Aviation Academy

Master Flight Performance Engineering @ TU Delft


Levien is studying for the Master's degree in Flight Performance Engineering at TU Delft after graduating from the Aviation Academy.

To seek the underlying mathematics and physics of the art of flying and beyond.

Levien Stevense - Alumni 2021 - track Aviation Flight Operations Engineering

Why did you choose this study?

The university is very well-known for its profound level of engineering and teaching to young engineers. Furthermore, it provides a whole package of what I was so eager to learn after the AUAS: it taught further mathematics and physics in the field of Computational Fluid Dynamics (CFD), Advanced Aerodynamic Aircraft Design, Aerodynamics, wind-tunnel testing and Engineering Optimisation Techniques to name a few.

I started this journey with applying for the Bachelor thesis position at the AUAS at the simulator lab. I started there with a group of five wonderful persons who became my friends for life and we all proceeded to do the master degree which we are still doing at this very moment.

Could you progress directly from the Aviation Academy or did you need a pre-master's degree, for example?

I had to apply for a bridging programme (pre-master) which included many basic topics of mathematics and applied physics in aerospace (e.g.
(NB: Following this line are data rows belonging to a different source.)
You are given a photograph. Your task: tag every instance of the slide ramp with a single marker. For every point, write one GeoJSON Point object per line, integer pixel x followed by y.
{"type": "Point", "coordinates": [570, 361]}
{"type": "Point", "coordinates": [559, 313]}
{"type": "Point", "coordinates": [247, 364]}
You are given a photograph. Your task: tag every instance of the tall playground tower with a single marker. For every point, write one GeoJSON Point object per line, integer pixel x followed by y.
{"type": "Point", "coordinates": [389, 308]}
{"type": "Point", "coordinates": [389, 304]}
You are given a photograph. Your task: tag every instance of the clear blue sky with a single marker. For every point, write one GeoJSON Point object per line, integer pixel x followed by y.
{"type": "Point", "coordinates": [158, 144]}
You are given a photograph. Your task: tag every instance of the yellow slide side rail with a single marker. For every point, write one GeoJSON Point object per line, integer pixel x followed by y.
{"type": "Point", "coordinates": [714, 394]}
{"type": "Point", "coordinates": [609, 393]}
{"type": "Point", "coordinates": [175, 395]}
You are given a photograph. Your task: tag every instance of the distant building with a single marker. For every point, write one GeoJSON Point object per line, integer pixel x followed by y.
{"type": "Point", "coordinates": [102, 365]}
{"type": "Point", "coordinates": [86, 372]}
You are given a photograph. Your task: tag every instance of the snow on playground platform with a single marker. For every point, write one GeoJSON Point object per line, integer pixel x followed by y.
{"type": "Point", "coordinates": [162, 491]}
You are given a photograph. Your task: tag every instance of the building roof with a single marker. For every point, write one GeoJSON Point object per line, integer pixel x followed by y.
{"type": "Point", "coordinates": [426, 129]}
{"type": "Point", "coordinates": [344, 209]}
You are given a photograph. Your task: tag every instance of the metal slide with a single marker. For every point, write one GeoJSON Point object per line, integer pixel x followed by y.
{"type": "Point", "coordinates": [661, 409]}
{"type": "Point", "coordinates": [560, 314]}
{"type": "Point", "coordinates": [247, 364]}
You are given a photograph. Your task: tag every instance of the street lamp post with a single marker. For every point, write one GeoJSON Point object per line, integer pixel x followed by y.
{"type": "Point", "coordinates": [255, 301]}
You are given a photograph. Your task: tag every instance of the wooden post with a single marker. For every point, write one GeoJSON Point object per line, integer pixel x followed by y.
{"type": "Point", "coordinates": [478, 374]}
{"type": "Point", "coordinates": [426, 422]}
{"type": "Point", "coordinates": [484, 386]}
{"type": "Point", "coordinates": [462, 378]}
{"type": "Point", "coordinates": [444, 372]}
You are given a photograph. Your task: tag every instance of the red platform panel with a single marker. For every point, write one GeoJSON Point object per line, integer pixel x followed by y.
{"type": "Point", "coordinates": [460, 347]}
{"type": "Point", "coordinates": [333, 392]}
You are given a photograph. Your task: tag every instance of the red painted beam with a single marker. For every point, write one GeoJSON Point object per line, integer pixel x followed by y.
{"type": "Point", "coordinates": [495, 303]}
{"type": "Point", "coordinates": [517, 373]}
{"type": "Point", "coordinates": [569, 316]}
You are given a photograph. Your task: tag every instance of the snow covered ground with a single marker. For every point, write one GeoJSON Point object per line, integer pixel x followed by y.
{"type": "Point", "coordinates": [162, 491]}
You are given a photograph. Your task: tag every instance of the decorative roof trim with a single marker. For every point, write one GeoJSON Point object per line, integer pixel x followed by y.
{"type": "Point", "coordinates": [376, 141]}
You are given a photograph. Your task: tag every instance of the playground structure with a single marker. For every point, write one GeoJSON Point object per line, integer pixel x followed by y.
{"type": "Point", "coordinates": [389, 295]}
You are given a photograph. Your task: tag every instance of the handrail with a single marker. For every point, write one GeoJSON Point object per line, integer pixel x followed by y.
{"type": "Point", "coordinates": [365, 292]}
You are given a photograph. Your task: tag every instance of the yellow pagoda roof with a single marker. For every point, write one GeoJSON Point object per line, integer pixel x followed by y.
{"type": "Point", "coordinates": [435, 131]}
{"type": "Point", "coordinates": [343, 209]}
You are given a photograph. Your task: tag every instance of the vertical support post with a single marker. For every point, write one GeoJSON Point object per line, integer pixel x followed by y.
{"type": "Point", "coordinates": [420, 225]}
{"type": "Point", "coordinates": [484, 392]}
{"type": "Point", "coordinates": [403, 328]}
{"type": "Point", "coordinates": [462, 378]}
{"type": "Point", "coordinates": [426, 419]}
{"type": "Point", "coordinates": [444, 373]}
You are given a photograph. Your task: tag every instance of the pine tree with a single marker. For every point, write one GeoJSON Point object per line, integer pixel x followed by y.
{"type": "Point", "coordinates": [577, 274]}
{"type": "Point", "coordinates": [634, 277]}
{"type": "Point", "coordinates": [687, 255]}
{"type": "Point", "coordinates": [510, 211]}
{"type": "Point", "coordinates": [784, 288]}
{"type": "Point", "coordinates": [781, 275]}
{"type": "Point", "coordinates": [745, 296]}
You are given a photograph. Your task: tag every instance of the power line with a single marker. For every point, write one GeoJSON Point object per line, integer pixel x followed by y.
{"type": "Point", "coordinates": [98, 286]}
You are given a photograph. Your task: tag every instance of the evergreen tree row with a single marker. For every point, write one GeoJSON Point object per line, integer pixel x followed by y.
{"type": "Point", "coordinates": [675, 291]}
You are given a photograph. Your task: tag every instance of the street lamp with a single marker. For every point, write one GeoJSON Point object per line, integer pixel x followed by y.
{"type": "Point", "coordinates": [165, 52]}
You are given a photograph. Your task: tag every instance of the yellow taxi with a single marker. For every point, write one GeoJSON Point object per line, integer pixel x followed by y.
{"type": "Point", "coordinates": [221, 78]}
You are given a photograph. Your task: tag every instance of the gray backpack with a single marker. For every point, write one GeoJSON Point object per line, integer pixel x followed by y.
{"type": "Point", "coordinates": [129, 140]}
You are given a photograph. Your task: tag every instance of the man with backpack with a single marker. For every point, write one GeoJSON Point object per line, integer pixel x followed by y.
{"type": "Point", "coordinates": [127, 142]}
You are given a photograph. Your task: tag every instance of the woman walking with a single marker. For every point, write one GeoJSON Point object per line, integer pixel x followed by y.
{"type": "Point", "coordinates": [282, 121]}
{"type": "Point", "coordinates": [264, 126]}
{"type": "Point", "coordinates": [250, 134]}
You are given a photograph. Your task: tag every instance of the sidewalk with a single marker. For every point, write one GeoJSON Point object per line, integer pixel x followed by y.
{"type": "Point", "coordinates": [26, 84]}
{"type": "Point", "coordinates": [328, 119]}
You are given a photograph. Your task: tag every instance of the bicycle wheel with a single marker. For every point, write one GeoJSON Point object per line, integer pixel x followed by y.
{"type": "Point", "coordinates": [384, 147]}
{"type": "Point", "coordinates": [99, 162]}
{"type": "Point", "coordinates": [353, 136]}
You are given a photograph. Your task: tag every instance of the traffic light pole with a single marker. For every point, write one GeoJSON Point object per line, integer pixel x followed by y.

Calculus, Linear Algebra, Flight Dynamics, Control Theory, Aerodynamics, Structural Analysis). When I applied, a mathematical degree up to VWO-level and a minimum of C1 English was mandatory. I acquired the licenses at the Open University for mathematics and the IELTS office in Amsterdam for English. This transition from an HBO-level degree to a university-level degree was quite tough, as the workload is quite significant, the analytical mindset and academic reasoning needs a great boost and you are very much reliant on your ability to study a lot on your own. A study week of approx. 40+ hours is more than normal a few weeks before the start of the exams. Furthermore, the level of reading through books, papers and doing homework is not comparable to that of the AUAS. All of these factors made it tough, but nonetheless I would not have changed a thing regarding my decision. It does take great effort and determination in order to complete such a program, but the personal and engineering reward you gain from this program is enormous. It made me realise that this program is exactly what I missed at the AUAS and I noticed that the field of aviation engineering is even more broad than I thought of when I was a student at the AUAS.

To know more about the Bridging Programme, how to apply, what the admission regulations are and what to expect (except from the above): https://www.tudelft.nl/studenten/faculteiten/lr-studentenportal/onderwijs/education/bridging-programme

Are there any points that you can focus on while studying at the Aviation Academy that would be in favour of further study?

Focus on the mathematics and physics behind everything you are doing. Why is the lift equation as it is presented during class? Why do we need to consider stress analysis when designing aircraft structures and how do we process system signalling withing an aircraft (or in any situation)? Try to dive deeper than just doing homework and ask question if you are more interested.

You can, if possible, focus your minor on mathematics and physics (as I did, abroad) and anticipate on what you are faced with while doing the master’s degree. Also, it helps very much if you know you want to do this or that you know that you are so much more drawn to the mathematics and physics behind every engineering topic you are studying. This makes the reward even higher when you are actually doing the master’s degree.

Why would you recommend this study?

If you are looking for something beyond the Aviation Academy in terms of the underlying physics of not only flying, but also aerodynamics in general, control theory, designing engines or aircraft/space structures, you should definitely consider applying for a degree in university. Have you always been keen on the how’s and why’s of physics and want to go that step further than just learning the lift equation while not knowing where it comes from? Aren’t you afraid of some extra formulas and mathematical derivations in order to discover the truth of engineering, then the TU Delft might be a place for you. The art of flying is much more interesting then you actually think…

What, if anything, would you do differently?

Nothing, this was the best choice I have made in my educational career. Starting at the AUAS in order to have practical knowledge about aircraft and after that study the underlying theory of everything I though of being true, but is actually so much more.

Are there any critical points on your further study?

The transition between AUAS and TU Delft can not be underestimated, it is very tough and you are mentally challenged to a great extend (stress, planning, study capability, doing 3 hour exams which is sometimes not enough). But with perseverance, good planning and a pro-active mindset you will get accustomed very soon to the academic way and succeed.